# Stabilizing Antler??



## Final Strut (Mar 25, 2015)

I have a couple pieces of elk antler soaking in the tank that I will put under vacuum tonight when I get home to stabilize but I have a concern/question. When I take it out and wrap it up am I going to have a huge mess of all the resin that is just going to run back out of the porous center of the antler? It just seems to me that there is nothing there to hold the resin in and it would just run back out. Any help or insight would be greatly appreciated.


----------



## JR Custom Calls (Mar 25, 2015)

The few pieces I've stabilized ha e t bled out much.


----------



## manbuckwal (Mar 25, 2015)

They will bleed out some but still get the job done .


----------



## jetcn1 (Mar 25, 2015)

The best way is to put c/a on one end before stabilizing and the stand it up when you cure it . No juice will run out then . That works for me .

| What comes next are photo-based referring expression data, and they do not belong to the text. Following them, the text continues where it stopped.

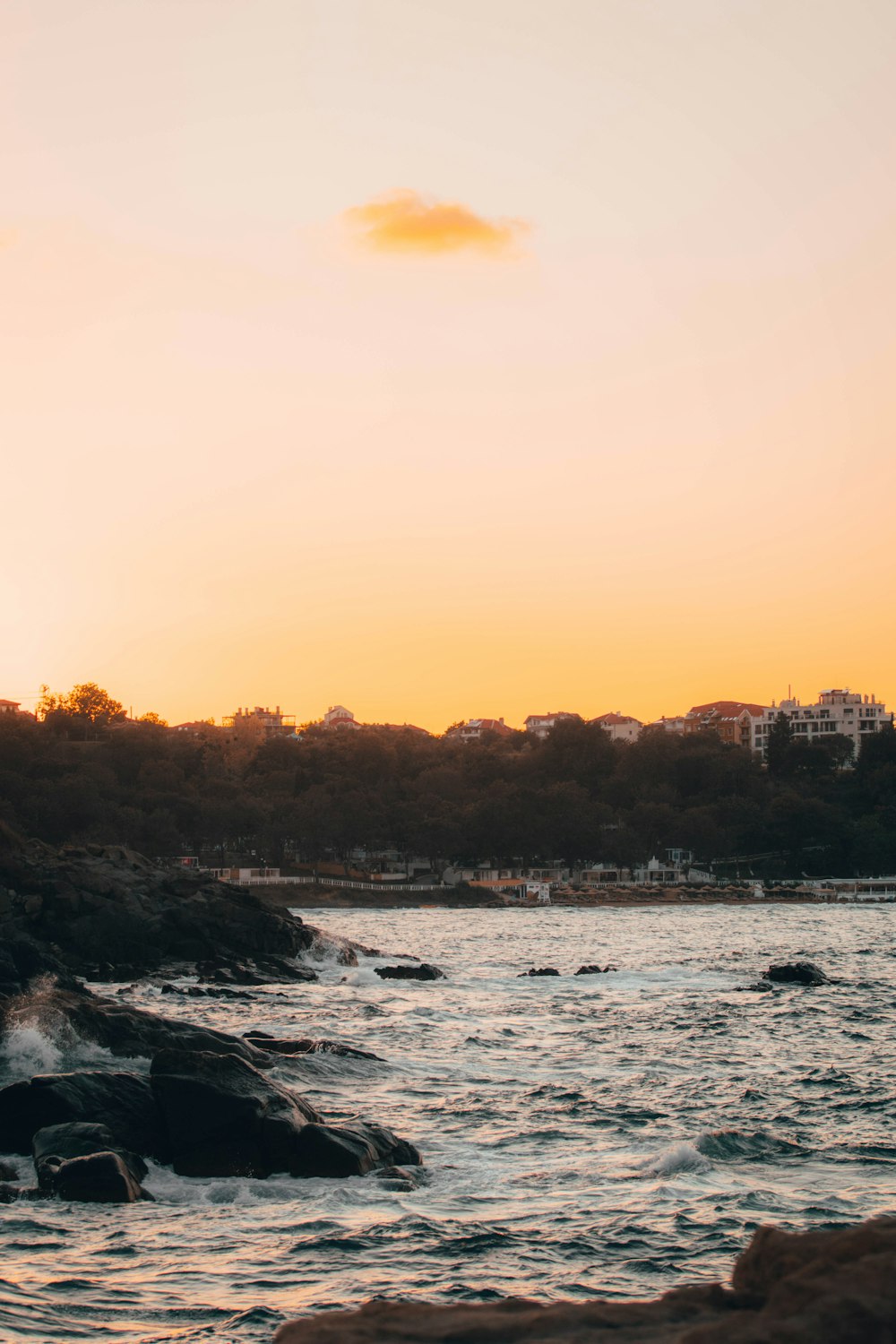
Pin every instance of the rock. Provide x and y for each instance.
(306, 1046)
(223, 1117)
(123, 1102)
(349, 1150)
(131, 1032)
(797, 973)
(422, 972)
(97, 1179)
(56, 1147)
(790, 1288)
(261, 970)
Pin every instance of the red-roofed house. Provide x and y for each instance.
(621, 728)
(538, 725)
(734, 720)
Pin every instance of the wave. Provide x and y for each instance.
(737, 1145)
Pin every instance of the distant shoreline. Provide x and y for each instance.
(324, 898)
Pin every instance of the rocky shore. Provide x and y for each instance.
(786, 1288)
(209, 1107)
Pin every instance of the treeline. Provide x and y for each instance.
(575, 796)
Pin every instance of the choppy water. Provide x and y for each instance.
(594, 1136)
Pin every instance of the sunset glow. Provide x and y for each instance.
(446, 360)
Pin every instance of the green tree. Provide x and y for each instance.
(780, 755)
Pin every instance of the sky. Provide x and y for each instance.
(446, 358)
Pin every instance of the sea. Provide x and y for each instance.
(583, 1136)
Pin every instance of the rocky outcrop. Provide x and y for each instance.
(790, 1288)
(83, 1163)
(421, 972)
(104, 911)
(797, 973)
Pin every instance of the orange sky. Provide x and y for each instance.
(446, 359)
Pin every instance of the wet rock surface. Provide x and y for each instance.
(790, 1288)
(797, 973)
(422, 972)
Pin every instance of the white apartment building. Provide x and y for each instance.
(836, 711)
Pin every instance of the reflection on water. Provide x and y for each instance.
(611, 1134)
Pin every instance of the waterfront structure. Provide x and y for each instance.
(621, 728)
(271, 720)
(339, 719)
(538, 725)
(474, 728)
(849, 712)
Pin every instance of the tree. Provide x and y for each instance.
(780, 755)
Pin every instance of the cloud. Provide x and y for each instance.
(406, 222)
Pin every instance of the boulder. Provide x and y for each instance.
(306, 1046)
(123, 1102)
(790, 1288)
(421, 972)
(349, 1150)
(102, 1177)
(797, 973)
(222, 1117)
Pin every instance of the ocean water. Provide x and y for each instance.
(583, 1136)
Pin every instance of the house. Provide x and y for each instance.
(339, 719)
(621, 728)
(474, 728)
(271, 720)
(849, 712)
(732, 720)
(538, 725)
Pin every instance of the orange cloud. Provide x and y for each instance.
(406, 222)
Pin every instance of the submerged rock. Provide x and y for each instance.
(422, 972)
(797, 973)
(123, 1102)
(801, 1288)
(81, 1161)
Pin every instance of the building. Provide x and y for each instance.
(621, 728)
(845, 711)
(538, 725)
(732, 720)
(474, 728)
(271, 720)
(338, 719)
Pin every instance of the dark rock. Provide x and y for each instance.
(422, 972)
(123, 1102)
(349, 1150)
(131, 1032)
(56, 1145)
(306, 1046)
(225, 1118)
(797, 973)
(97, 1179)
(788, 1288)
(260, 970)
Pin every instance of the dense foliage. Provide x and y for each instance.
(575, 796)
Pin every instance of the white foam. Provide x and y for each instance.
(677, 1158)
(26, 1051)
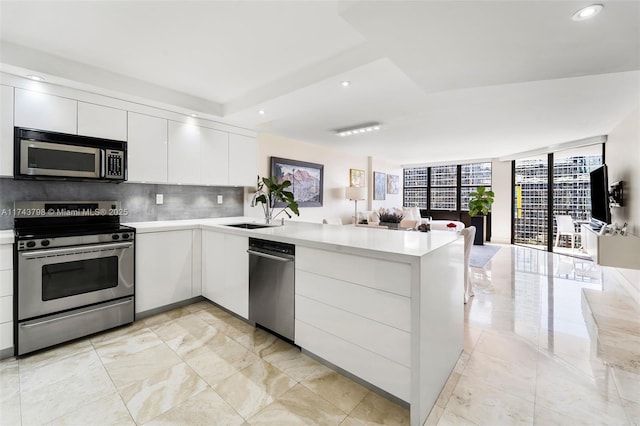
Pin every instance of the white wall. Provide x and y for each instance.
(622, 155)
(336, 175)
(501, 209)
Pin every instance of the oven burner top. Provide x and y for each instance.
(52, 231)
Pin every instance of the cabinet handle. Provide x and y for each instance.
(270, 256)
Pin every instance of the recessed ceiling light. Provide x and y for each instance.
(363, 128)
(587, 12)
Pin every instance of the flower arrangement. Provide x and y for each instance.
(268, 191)
(388, 216)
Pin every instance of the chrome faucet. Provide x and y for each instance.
(266, 206)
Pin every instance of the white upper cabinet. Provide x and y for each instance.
(214, 154)
(184, 153)
(198, 155)
(6, 131)
(102, 122)
(45, 112)
(243, 160)
(147, 148)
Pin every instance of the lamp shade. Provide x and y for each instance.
(356, 193)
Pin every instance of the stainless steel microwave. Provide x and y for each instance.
(47, 155)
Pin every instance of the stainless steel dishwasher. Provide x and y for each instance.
(272, 286)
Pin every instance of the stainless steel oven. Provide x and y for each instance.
(75, 272)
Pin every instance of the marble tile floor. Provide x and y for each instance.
(528, 358)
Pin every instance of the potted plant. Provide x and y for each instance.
(390, 219)
(480, 202)
(268, 192)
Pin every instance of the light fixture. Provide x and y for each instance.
(587, 12)
(363, 128)
(355, 193)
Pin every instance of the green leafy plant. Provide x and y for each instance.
(480, 201)
(269, 191)
(390, 217)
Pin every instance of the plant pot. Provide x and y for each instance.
(391, 225)
(479, 223)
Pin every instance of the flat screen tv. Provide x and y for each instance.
(600, 211)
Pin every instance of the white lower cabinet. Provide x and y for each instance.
(225, 271)
(351, 312)
(6, 297)
(164, 268)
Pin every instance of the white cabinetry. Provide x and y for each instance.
(102, 122)
(184, 153)
(611, 250)
(45, 112)
(6, 297)
(243, 160)
(214, 160)
(355, 312)
(225, 271)
(164, 268)
(147, 148)
(6, 131)
(198, 155)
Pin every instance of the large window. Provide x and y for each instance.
(471, 177)
(416, 181)
(444, 187)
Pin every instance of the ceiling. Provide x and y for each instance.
(448, 80)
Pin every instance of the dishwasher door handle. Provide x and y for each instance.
(270, 256)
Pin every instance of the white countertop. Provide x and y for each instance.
(347, 238)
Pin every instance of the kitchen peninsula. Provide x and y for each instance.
(385, 306)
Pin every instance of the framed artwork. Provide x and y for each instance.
(356, 177)
(380, 185)
(306, 180)
(393, 184)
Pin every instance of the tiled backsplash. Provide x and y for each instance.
(180, 201)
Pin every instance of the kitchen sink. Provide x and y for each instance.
(249, 225)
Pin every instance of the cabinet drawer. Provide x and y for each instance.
(381, 306)
(393, 277)
(375, 369)
(6, 257)
(373, 336)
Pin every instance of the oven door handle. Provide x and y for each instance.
(101, 308)
(75, 250)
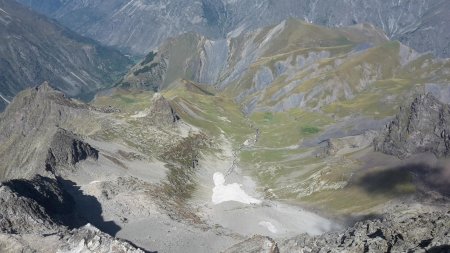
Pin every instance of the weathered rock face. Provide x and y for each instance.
(31, 125)
(33, 206)
(139, 26)
(35, 216)
(34, 49)
(66, 149)
(422, 127)
(162, 113)
(424, 232)
(90, 239)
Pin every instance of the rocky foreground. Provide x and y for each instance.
(414, 231)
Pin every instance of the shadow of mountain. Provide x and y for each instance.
(406, 178)
(49, 194)
(439, 249)
(138, 247)
(88, 209)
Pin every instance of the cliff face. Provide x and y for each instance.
(139, 26)
(416, 231)
(34, 49)
(37, 216)
(32, 134)
(421, 127)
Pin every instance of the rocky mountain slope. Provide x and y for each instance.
(38, 216)
(415, 231)
(34, 49)
(139, 26)
(209, 142)
(331, 90)
(421, 127)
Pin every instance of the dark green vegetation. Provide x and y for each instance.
(34, 49)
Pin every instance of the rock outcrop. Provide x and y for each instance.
(37, 216)
(38, 205)
(422, 127)
(31, 132)
(67, 149)
(419, 232)
(162, 113)
(139, 26)
(34, 49)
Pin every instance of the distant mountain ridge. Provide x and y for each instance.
(138, 26)
(34, 49)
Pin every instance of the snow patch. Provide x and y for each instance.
(269, 226)
(230, 192)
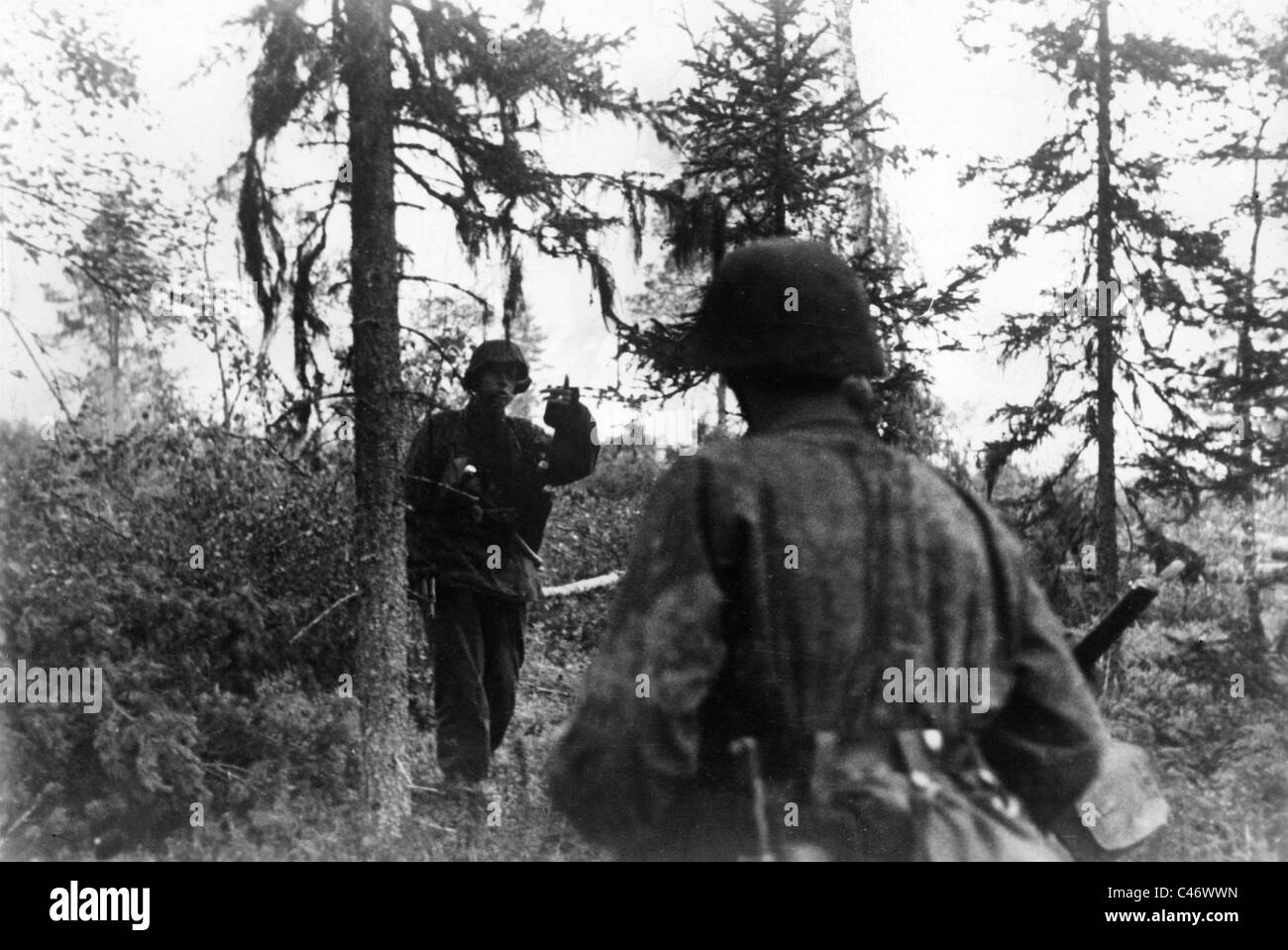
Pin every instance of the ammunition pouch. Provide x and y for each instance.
(901, 800)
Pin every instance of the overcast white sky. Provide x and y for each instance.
(907, 51)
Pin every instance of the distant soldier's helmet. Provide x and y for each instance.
(786, 308)
(494, 355)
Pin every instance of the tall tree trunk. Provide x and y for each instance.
(1243, 411)
(864, 158)
(1107, 501)
(378, 538)
(778, 198)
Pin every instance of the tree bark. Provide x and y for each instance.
(1107, 499)
(866, 159)
(1243, 411)
(378, 536)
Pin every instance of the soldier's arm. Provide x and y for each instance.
(632, 744)
(1048, 738)
(571, 452)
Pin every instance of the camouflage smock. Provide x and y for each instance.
(443, 537)
(733, 641)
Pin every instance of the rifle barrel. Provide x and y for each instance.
(1113, 623)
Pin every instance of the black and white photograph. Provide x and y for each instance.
(661, 431)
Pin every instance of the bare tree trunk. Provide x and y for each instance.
(378, 536)
(1243, 411)
(1107, 501)
(778, 198)
(864, 158)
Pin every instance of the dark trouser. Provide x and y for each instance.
(478, 650)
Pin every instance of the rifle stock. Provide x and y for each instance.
(1115, 622)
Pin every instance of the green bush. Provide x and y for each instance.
(181, 560)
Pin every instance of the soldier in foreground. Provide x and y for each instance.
(778, 588)
(477, 506)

Reactions: Informative 1 | Useful 1


----------



## Final Strut (Mar 25, 2015)

Thanks for all the input guys. It has been in the tank under vacuum for about an hour and a half. When I get home from my boys' Scout meetings in a couple hours it should be done and will go straight in the oven. I am going to have to get up a little earlier for work tomorrow so I can see the results before I leave.


----------



## Fsyxxx (Mar 25, 2015)

Something that ive done at curtis' suggestion is not wrap in foil things I'm worried about bleeding out too much. I put foil underneath them so it doesn't make a mess. When the juice leaks out it won't typically harden before it drips off...


----------